Hello Joe,
>
>      I have difficulty with the concept of many distinct programs, each
> representing an individual conscious entity. My understanding of modern
physics
> is that the concept of an isolated individual is essentially obsolete, in
that
> nothing can be defined without relation to everything else. As a result,
surely
> the underlying "program" for each must be similarly connected, so that in
fact
> an individual physical object is simply a concentration of processes
operating
> in one part of the program?

Indeed. Our universe operates via simple laws, and, as a consequence, all
the complexity that it generates must be highly compressible. That implies
that everything becomes related at the macroscopic level.

>       The significance of this is that the paradox of intelligent objects
> doesn't arise at all. I work on the assumption that your program is
synonymous
> with universal awareness (the abstract form of consciousness), and that
> intelligence would be the result of local information-processing systems.
> Partly because of the view of everything being inter-related, I'm
uncomfortable
> with a sharp, intelligent/non-intelligent distinction, and have no problem
with
> a mechanical object expressing a very low degree of "intelligence".
Indeed,
> anything which responds to stimuli could be seen in this way, including a
rock
> undergoing thermal expansion. However, an object can only become
self-aware
> once the processing centre is reasonably complex, and  based on sufficient
> local inputs to define a boundary to the region of the observer; this, I
guess,
> would be the manifestation of a closed (or at least self-referent)
processing
> loop within the program.
>     As I understand your view, it by-passes the paradox by introducing
> arbitrariness, and any approach of this type seems to me to result in more
> problems. At what point in evolution did an organism first become
intelligent?
> Do we then assume that a qualitatively different faculty was introduced?
If so,
> how? These sorts of questions seem to be the result of over-reductionism,
of
> separating gradations into artificial categories. (Of course, being a
> palaeontologist, I spend much of my time doing just that, but never mind!)

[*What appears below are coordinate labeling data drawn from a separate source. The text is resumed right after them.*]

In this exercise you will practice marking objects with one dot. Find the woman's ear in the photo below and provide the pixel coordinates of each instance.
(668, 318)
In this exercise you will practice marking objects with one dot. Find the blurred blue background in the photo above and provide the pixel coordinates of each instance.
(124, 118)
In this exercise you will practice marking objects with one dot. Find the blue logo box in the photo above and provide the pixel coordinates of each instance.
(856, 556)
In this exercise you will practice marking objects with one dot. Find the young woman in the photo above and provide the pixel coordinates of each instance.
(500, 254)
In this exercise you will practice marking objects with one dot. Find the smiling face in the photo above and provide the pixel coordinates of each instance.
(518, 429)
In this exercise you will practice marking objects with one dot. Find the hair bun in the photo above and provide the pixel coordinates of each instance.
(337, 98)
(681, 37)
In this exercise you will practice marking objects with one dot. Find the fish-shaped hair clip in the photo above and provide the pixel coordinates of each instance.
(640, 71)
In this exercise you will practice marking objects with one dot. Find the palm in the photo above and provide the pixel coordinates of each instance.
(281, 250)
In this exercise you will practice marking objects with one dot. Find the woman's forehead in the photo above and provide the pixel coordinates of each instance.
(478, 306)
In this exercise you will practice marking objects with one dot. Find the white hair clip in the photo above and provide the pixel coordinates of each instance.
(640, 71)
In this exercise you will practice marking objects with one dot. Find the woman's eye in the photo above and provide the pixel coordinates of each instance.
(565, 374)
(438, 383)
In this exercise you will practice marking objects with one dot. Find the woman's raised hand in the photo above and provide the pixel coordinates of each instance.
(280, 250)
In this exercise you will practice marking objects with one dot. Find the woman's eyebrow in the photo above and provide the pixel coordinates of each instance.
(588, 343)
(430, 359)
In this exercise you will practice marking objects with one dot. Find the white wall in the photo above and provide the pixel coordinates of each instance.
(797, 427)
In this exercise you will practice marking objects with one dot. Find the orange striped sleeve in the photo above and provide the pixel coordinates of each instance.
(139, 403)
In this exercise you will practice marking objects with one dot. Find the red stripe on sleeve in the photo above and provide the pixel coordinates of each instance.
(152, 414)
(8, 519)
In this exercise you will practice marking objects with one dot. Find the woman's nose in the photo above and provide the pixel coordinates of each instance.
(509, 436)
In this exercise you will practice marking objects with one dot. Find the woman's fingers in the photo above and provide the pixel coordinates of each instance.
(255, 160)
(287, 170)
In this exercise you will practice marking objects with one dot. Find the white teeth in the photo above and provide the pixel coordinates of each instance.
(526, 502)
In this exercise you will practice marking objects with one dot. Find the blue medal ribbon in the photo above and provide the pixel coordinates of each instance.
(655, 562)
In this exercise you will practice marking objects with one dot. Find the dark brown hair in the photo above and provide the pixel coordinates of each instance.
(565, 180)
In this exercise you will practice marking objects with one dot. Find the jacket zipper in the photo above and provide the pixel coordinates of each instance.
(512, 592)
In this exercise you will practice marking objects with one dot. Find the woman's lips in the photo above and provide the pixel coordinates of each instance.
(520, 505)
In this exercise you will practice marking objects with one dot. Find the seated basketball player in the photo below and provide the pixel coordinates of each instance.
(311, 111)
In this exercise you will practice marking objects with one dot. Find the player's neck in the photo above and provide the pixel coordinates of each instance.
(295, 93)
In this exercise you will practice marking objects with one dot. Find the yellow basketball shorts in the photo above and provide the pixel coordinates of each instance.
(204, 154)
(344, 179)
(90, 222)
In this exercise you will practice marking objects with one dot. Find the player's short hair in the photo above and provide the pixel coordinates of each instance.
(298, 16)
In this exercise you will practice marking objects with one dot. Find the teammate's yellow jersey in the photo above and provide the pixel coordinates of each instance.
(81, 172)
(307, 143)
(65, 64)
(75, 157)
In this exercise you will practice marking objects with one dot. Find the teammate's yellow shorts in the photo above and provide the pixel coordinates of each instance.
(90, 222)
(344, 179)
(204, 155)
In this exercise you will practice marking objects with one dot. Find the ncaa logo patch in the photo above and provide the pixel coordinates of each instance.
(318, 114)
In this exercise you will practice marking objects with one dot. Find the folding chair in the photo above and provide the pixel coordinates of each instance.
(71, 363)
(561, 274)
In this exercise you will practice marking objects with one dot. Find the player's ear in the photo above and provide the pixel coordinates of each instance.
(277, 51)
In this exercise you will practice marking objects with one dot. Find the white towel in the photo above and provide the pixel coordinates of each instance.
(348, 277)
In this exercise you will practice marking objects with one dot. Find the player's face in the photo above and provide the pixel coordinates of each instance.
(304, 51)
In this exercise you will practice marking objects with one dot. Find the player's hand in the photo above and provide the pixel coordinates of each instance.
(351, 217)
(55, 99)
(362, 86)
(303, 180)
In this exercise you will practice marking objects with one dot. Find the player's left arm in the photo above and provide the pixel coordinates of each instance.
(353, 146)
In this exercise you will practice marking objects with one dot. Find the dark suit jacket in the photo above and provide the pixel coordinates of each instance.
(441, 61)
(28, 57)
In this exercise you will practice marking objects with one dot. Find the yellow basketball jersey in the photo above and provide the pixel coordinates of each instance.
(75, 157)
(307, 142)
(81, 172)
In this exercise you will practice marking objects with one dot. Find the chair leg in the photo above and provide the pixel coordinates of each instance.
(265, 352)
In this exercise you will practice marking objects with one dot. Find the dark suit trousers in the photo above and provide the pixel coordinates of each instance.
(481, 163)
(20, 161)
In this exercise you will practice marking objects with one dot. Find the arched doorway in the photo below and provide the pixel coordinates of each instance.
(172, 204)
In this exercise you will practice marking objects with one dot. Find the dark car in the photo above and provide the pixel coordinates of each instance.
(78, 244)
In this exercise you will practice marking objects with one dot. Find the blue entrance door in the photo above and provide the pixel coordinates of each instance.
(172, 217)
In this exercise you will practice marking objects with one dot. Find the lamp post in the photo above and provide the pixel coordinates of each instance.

Some interesting thoughts here. Actually I don't think we disagree at all! I
also think that one has to look at the system in question and look at the
information processing capabilities. E.g. an ants nest could be found to be
conscious...

So, I am not saying that only certain programs are conscious and others not.
I am really saying that if you the universe is running (in some
approximation) a certain program in my head. That program defines me. If you
run that program on a computer, that computer would have my consciousness,
i.e. that computer would be me. Since most members of this list (except for
Russell?) believe that our universe itself a program, you could say that in
some sense it is conscious. Most of us think, however, that our universe's
program is very simple. A retarded amoeba would probably be more
intelligent.

Now, one of the reason why I introduced these ''personal programs'' is that
one needs an objective way to tell who is who. I will write more about this
(in particular about how to resolve the quantum suicide problem) when I have
more time (probably in a few weeks from now).